Vechta - Die Suchtprävention ist der Schwerpunkt der Suchtberatungsstelle im Landkreis Vechta. Die Beratungsstelle gehört zum Sozialdienst katholischer Männer, ist im Haus der Caritas am Neuen Markt in Vechta untergebracht und hat sich 2016 durch einen neuen Vertrag mit dem Landkreis Vechta neu aufgestellt. Prävention wurde hier schon immer betrieben, im Jahr 2017 wurde dies aber zum Schwerpunkt der Arbeit. Fast alle Schulen im Landkreis unterstützen die Präventionsarbeit, vornehmlich in den Klassen acht und neun.
Die Diplomsozialpädagoginnen Claudia Telsemeyer, Katrin Siemer-Thole und Bettina Albrecht, Leiterin der Suchtberatungsstelle, zogen jetzt ein Fazit ihrer Arbeit und stellten fest, dass sich immer mehr Schulen melden, um das Angebot der Suchtprävention in ihre Stundenpläne einbauen und die Mitarbeiterinnen der Suchtberatungsstelle einladen.

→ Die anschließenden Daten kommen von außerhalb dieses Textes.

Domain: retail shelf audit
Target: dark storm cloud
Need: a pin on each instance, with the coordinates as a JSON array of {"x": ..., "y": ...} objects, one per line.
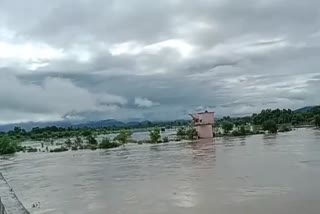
[{"x": 156, "y": 60}]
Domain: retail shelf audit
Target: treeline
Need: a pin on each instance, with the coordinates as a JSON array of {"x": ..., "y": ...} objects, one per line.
[{"x": 270, "y": 120}]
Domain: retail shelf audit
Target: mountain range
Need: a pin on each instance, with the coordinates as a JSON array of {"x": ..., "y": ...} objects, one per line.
[{"x": 97, "y": 124}]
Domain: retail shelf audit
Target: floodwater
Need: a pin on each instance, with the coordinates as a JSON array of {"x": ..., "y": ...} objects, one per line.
[{"x": 259, "y": 174}]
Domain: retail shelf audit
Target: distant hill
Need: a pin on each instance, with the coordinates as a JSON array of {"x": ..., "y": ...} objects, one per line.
[
  {"x": 91, "y": 124},
  {"x": 304, "y": 109},
  {"x": 101, "y": 123}
]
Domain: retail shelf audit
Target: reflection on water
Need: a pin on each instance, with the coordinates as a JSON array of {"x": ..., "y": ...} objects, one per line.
[{"x": 256, "y": 174}]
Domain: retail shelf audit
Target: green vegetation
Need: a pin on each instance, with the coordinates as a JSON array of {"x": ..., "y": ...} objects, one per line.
[
  {"x": 181, "y": 132},
  {"x": 227, "y": 126},
  {"x": 7, "y": 145},
  {"x": 191, "y": 133},
  {"x": 123, "y": 136},
  {"x": 270, "y": 126},
  {"x": 91, "y": 140},
  {"x": 317, "y": 121},
  {"x": 165, "y": 139},
  {"x": 107, "y": 144},
  {"x": 268, "y": 120},
  {"x": 155, "y": 135}
]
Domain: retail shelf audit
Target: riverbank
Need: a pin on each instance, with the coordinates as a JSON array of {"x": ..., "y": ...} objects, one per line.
[
  {"x": 225, "y": 175},
  {"x": 9, "y": 203}
]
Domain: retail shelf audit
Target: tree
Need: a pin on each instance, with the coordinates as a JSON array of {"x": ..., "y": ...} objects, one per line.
[
  {"x": 191, "y": 133},
  {"x": 317, "y": 120},
  {"x": 68, "y": 143},
  {"x": 243, "y": 130},
  {"x": 181, "y": 132},
  {"x": 91, "y": 140},
  {"x": 7, "y": 146},
  {"x": 107, "y": 144},
  {"x": 227, "y": 126},
  {"x": 270, "y": 126},
  {"x": 78, "y": 142},
  {"x": 155, "y": 135},
  {"x": 123, "y": 136}
]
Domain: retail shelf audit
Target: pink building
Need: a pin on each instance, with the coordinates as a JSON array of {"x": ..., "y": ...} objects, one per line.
[{"x": 203, "y": 123}]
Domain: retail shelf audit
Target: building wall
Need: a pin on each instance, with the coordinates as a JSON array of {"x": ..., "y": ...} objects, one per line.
[
  {"x": 203, "y": 123},
  {"x": 204, "y": 131}
]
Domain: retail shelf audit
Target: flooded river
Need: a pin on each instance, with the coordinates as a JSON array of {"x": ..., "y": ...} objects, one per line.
[{"x": 253, "y": 175}]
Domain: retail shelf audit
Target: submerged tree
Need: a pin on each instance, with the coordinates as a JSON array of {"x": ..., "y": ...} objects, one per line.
[
  {"x": 227, "y": 126},
  {"x": 191, "y": 133},
  {"x": 155, "y": 135},
  {"x": 107, "y": 144},
  {"x": 123, "y": 136},
  {"x": 317, "y": 120},
  {"x": 270, "y": 126},
  {"x": 91, "y": 140},
  {"x": 7, "y": 146},
  {"x": 181, "y": 132}
]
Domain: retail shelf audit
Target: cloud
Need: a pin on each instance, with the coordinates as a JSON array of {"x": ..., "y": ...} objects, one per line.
[
  {"x": 230, "y": 57},
  {"x": 52, "y": 99},
  {"x": 144, "y": 102}
]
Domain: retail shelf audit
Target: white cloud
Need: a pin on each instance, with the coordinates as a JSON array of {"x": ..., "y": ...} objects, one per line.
[
  {"x": 144, "y": 102},
  {"x": 52, "y": 99}
]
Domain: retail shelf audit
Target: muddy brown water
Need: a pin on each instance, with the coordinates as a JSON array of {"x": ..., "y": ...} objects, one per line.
[{"x": 259, "y": 174}]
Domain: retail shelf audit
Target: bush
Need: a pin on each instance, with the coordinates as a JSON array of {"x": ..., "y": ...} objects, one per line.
[
  {"x": 30, "y": 149},
  {"x": 7, "y": 146},
  {"x": 78, "y": 141},
  {"x": 123, "y": 136},
  {"x": 107, "y": 144},
  {"x": 165, "y": 139},
  {"x": 270, "y": 126},
  {"x": 155, "y": 135},
  {"x": 317, "y": 120},
  {"x": 227, "y": 126},
  {"x": 61, "y": 149},
  {"x": 191, "y": 133},
  {"x": 181, "y": 132},
  {"x": 74, "y": 148},
  {"x": 68, "y": 143},
  {"x": 91, "y": 140},
  {"x": 284, "y": 129}
]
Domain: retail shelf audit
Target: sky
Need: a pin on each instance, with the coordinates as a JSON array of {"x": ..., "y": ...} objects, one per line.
[{"x": 156, "y": 60}]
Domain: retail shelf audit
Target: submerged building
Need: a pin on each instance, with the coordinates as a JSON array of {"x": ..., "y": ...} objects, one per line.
[{"x": 203, "y": 122}]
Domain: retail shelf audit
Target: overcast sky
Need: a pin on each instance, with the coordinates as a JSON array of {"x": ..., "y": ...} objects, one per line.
[{"x": 156, "y": 60}]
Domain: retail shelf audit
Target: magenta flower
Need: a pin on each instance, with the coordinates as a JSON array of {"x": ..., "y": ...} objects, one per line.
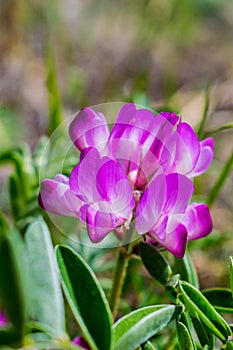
[
  {"x": 140, "y": 170},
  {"x": 81, "y": 342}
]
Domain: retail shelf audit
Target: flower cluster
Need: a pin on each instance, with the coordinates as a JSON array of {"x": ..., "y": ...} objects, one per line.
[{"x": 141, "y": 170}]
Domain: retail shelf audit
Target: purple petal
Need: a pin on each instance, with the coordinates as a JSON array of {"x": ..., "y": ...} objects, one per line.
[
  {"x": 102, "y": 181},
  {"x": 197, "y": 221},
  {"x": 126, "y": 113},
  {"x": 83, "y": 177},
  {"x": 88, "y": 129},
  {"x": 173, "y": 118},
  {"x": 99, "y": 224},
  {"x": 151, "y": 205},
  {"x": 56, "y": 197},
  {"x": 205, "y": 158},
  {"x": 114, "y": 187},
  {"x": 179, "y": 192},
  {"x": 3, "y": 319}
]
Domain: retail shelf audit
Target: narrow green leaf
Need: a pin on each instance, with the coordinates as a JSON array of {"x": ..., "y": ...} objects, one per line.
[
  {"x": 86, "y": 298},
  {"x": 223, "y": 127},
  {"x": 11, "y": 284},
  {"x": 8, "y": 336},
  {"x": 220, "y": 298},
  {"x": 45, "y": 302},
  {"x": 197, "y": 303},
  {"x": 187, "y": 271},
  {"x": 54, "y": 100},
  {"x": 137, "y": 327},
  {"x": 220, "y": 181},
  {"x": 184, "y": 337},
  {"x": 204, "y": 334},
  {"x": 230, "y": 345},
  {"x": 41, "y": 153},
  {"x": 155, "y": 263}
]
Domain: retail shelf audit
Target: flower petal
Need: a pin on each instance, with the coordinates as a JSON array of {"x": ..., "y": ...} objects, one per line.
[
  {"x": 114, "y": 187},
  {"x": 151, "y": 205},
  {"x": 186, "y": 149},
  {"x": 205, "y": 158},
  {"x": 56, "y": 197},
  {"x": 179, "y": 192},
  {"x": 88, "y": 129},
  {"x": 176, "y": 241},
  {"x": 197, "y": 221}
]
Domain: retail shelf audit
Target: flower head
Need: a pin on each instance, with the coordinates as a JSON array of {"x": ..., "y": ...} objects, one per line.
[{"x": 141, "y": 169}]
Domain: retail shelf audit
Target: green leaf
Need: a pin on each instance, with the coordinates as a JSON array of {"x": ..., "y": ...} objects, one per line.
[
  {"x": 8, "y": 335},
  {"x": 205, "y": 112},
  {"x": 231, "y": 273},
  {"x": 45, "y": 302},
  {"x": 220, "y": 298},
  {"x": 155, "y": 263},
  {"x": 187, "y": 271},
  {"x": 11, "y": 283},
  {"x": 220, "y": 128},
  {"x": 229, "y": 345},
  {"x": 220, "y": 181},
  {"x": 86, "y": 298},
  {"x": 54, "y": 100},
  {"x": 138, "y": 326},
  {"x": 197, "y": 303},
  {"x": 184, "y": 337}
]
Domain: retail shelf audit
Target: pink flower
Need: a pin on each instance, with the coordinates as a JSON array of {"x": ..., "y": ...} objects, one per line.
[
  {"x": 3, "y": 319},
  {"x": 140, "y": 170},
  {"x": 81, "y": 342}
]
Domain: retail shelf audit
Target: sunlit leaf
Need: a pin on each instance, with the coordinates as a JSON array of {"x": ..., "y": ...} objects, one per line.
[
  {"x": 184, "y": 337},
  {"x": 196, "y": 303},
  {"x": 155, "y": 263}
]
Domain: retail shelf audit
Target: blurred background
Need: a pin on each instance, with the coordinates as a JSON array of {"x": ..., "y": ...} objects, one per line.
[{"x": 58, "y": 56}]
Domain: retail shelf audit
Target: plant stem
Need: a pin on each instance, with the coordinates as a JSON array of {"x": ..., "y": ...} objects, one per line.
[
  {"x": 119, "y": 277},
  {"x": 120, "y": 273}
]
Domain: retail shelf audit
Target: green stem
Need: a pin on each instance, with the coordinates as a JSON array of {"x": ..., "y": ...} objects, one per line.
[
  {"x": 120, "y": 273},
  {"x": 119, "y": 277}
]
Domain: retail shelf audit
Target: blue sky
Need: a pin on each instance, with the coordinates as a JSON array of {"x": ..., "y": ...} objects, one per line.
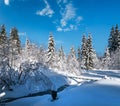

Alkohol und Cannabis stehen bei den Beraterinnen bei ihrer Aufklärungsarbeit im Vordergrund. Sie gehen in die Schulen und klären meistens ohne Lehrkräfte umfassend auf. Sie verweisen auf ihre Schweigepflicht, schaffen eine Vertrauensbasis zu den Schülerinnen und Schüler. Sie hören viel und geben wichtige Hinweise. An einigen Schulen gibt es Aktionstage zu dem Thema Sucht und Ernährung, hier sind die Mitarbeiterinnen besonders gefragt. Sie klären auch über das Jugendschutzgesetz und Fragen zur Erlangung eines Führerscheins nach Drogenkonsum auf.
Für sie ist die Suchtprävention auch eigenständiger Bereich der Gesundheitsförderung. Im Mittelpunkt steht vor allem die Stärkung derjenigen Faktoren, die vor Missbrauch und Sucht schützen, zum Beispiel Selbstvertrauen, Stressbewältigung, Konfliktfähigkeit, Entscheidungsfähigkeit oder Wissen. Suchtprävention bedeutet für sie auch das Entwickeln von Risikokompetenzen, das heißt, einen kompetenten Umgang mit Suchtstoffen zu erlernen sowie die Früherkennung und Frühintervention bei riskantem Konsumverhalten.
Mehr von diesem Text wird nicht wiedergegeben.